Seals and chimpanzees have already vanished from circuses, and there are only a couple of dog acts and bear acts left in the country.

For those who have devoted their lives to the circus, a show without animals is inauthentic, even sad.

"People complain that circuses are antiquated and want to do away with animals entirely, which is ridiculous," said Peter Sturgis, who is in his 36th year as a ringmaster. "Animals are the circus. [Without them], we'd be in a very sad state of affairs."

A fading tradition

The handlers working the show insist their animals are cared for according to code, even as those codes get stricter.

On the fairgrounds, a long, white trailer divided into cages is the mobile home of two tigers, two lions and a lioness. They were born in captivity; Mofasa, an African lion with a grand mane, was the size of a "stuffed animal" when sixth-generation trainer Vincent Von Duke bought him for $300 eight years ago. Von Duke bottle-fed the lion.

"Basically, we're like farmers, with 10 minutes of glamour a day," Von Duke said. "These are not wild animals."

The animals are housed during the circus in the Cattle Barn. The elephants, which go on last in the show, stay in a white tent with hay covering the floor, an electric heater recreating the warmth of the tropics they were born in.

Brian Franzen, their owner, says his is one of around 15 elephant acts still in operation, not including Ringling.
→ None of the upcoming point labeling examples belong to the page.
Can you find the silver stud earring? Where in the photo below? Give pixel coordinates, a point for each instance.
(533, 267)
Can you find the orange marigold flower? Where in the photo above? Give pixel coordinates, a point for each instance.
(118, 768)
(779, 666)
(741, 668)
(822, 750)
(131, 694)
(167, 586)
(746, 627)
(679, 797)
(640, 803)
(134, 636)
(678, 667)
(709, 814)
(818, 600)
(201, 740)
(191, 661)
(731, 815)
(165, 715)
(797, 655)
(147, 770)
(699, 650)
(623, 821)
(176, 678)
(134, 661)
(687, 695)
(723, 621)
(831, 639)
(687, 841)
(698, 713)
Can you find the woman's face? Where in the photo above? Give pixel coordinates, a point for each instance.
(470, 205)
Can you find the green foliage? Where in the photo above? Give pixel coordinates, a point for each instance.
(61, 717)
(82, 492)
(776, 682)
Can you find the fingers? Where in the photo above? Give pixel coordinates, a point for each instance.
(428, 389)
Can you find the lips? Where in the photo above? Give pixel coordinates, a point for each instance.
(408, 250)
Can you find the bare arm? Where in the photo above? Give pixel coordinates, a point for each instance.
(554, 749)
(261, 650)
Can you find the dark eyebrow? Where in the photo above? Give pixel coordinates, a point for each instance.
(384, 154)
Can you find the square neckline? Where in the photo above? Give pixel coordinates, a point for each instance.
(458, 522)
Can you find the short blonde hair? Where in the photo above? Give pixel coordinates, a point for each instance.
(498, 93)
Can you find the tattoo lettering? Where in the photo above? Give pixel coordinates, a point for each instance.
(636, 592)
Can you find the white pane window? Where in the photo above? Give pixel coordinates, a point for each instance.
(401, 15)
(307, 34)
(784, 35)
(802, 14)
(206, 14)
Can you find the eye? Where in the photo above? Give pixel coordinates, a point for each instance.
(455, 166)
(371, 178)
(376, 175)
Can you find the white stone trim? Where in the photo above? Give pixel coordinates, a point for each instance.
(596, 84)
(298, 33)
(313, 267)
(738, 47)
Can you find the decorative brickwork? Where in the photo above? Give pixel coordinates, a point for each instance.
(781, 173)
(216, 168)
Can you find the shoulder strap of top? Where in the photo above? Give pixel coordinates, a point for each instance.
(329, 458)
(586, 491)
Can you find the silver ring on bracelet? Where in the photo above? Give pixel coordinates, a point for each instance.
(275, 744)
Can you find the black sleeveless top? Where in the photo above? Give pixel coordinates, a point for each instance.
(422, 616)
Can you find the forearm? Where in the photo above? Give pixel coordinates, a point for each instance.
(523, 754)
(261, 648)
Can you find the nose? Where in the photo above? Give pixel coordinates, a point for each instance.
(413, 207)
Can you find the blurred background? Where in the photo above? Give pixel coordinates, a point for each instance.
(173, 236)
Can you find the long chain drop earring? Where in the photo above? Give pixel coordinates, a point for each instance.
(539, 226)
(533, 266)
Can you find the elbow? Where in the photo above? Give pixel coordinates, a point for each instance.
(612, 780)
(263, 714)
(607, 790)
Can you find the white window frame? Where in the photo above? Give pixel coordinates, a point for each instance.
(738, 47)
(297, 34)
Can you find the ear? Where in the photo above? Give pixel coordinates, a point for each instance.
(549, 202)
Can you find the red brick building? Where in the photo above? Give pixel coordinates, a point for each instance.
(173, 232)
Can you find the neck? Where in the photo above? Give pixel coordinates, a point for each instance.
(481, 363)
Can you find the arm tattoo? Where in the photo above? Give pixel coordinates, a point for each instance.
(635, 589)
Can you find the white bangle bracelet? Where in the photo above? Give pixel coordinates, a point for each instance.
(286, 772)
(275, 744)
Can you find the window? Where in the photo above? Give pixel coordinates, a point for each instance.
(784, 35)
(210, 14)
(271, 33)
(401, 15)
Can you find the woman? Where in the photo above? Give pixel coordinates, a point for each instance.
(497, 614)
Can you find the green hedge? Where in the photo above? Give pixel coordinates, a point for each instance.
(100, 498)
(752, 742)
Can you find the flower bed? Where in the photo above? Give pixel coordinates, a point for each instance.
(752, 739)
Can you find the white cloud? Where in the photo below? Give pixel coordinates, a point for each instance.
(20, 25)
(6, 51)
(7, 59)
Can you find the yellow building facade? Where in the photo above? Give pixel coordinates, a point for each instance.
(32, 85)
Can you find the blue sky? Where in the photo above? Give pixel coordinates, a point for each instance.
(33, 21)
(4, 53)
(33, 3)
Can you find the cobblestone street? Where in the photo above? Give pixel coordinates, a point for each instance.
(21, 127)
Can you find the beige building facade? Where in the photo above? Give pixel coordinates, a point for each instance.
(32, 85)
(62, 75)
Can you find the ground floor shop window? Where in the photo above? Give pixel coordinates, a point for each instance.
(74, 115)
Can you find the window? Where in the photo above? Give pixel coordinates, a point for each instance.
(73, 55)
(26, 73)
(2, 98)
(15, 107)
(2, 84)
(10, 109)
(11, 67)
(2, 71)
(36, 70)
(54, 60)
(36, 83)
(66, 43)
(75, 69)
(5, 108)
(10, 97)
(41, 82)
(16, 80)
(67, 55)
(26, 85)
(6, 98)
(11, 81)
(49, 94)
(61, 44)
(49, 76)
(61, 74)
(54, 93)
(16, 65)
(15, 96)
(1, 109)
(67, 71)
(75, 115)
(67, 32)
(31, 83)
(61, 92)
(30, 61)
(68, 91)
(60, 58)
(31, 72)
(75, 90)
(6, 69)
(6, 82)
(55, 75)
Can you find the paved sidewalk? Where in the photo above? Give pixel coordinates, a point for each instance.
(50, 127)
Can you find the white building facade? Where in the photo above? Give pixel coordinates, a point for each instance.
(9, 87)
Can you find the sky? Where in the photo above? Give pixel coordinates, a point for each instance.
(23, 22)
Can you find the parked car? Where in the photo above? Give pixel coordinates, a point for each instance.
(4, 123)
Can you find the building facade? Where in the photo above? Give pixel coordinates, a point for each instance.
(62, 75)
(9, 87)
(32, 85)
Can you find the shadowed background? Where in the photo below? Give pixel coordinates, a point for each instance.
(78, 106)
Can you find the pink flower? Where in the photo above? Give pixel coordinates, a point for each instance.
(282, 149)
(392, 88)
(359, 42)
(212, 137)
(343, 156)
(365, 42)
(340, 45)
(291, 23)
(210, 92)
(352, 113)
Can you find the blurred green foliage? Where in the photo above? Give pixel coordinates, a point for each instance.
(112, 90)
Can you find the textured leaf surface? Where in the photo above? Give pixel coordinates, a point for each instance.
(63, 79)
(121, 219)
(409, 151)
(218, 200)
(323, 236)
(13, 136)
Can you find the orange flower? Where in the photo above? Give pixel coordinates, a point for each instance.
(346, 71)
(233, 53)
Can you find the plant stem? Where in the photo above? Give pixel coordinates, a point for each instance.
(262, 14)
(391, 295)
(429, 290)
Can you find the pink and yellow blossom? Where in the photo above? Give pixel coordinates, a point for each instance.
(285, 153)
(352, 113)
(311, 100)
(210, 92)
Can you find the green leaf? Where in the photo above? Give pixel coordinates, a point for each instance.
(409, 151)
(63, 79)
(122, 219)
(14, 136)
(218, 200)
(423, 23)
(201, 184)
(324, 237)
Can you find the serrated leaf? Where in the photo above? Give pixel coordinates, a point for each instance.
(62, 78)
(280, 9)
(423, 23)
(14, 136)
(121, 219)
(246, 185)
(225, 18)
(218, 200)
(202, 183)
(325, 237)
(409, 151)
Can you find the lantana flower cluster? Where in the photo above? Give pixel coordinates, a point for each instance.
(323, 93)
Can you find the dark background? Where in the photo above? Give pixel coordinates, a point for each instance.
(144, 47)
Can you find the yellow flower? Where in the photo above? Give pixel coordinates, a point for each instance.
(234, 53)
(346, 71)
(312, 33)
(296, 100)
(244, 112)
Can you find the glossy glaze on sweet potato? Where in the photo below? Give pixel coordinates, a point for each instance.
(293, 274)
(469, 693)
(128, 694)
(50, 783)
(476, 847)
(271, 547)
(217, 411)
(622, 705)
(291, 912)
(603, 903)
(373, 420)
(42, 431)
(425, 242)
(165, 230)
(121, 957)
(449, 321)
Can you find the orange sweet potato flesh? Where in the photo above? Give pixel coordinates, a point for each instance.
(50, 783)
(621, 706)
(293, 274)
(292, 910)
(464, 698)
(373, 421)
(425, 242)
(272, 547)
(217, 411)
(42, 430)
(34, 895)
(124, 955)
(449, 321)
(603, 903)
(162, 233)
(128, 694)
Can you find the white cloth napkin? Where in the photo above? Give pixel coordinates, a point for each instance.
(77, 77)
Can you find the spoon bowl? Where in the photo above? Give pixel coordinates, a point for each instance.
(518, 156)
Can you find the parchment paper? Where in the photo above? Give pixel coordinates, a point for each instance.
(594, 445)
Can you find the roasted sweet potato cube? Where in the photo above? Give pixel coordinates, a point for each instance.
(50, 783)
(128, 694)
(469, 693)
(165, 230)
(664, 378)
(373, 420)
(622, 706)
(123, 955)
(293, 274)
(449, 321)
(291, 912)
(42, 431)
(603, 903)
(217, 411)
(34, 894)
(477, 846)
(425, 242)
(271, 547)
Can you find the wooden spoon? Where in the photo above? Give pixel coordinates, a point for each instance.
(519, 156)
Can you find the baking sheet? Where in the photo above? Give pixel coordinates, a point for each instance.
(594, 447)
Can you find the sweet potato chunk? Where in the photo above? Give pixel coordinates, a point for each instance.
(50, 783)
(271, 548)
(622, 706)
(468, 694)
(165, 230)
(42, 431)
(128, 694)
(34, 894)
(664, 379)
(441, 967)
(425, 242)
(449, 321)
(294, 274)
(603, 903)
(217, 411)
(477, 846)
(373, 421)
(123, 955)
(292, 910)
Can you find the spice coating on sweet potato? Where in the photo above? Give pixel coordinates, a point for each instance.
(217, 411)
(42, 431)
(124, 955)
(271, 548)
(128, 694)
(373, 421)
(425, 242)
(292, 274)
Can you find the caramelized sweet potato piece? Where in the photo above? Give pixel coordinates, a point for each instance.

One of his charges, Ellie, is older than he is; his father, Wayne, a Wisconsin dairy farmer who loved exotic animals, bought her. (Wayne Franzen was killed during a tiger act in 1997.)

Franzen has long been a target of activists; PETA has a fact sheet on him that lists years of animal welfare complaints. Though he lightheartedly refers to circus protesters as "my friends who gather out there with the signs," their allegations against him of abuse, he says, are "slander and it's not true."

About an hour before the first St. Paul show Thursday morning, dozens of kids lined up for rides on a live pony merry-go-round, and on one of two elephants, for $10.

Becky Jelinek of Menomonie, Wis., took her children, Annabelle, 2, and Charlie, 5, for a ride on Patty the elephant. She is aware of the controversy over animal abuse at other circuses.

"If I heard anything about that [here], then I probably wouldn't go," she said.

But if animals were banned altogether? "It doesn't mean the worst thing," she said. "The circus is still the circus."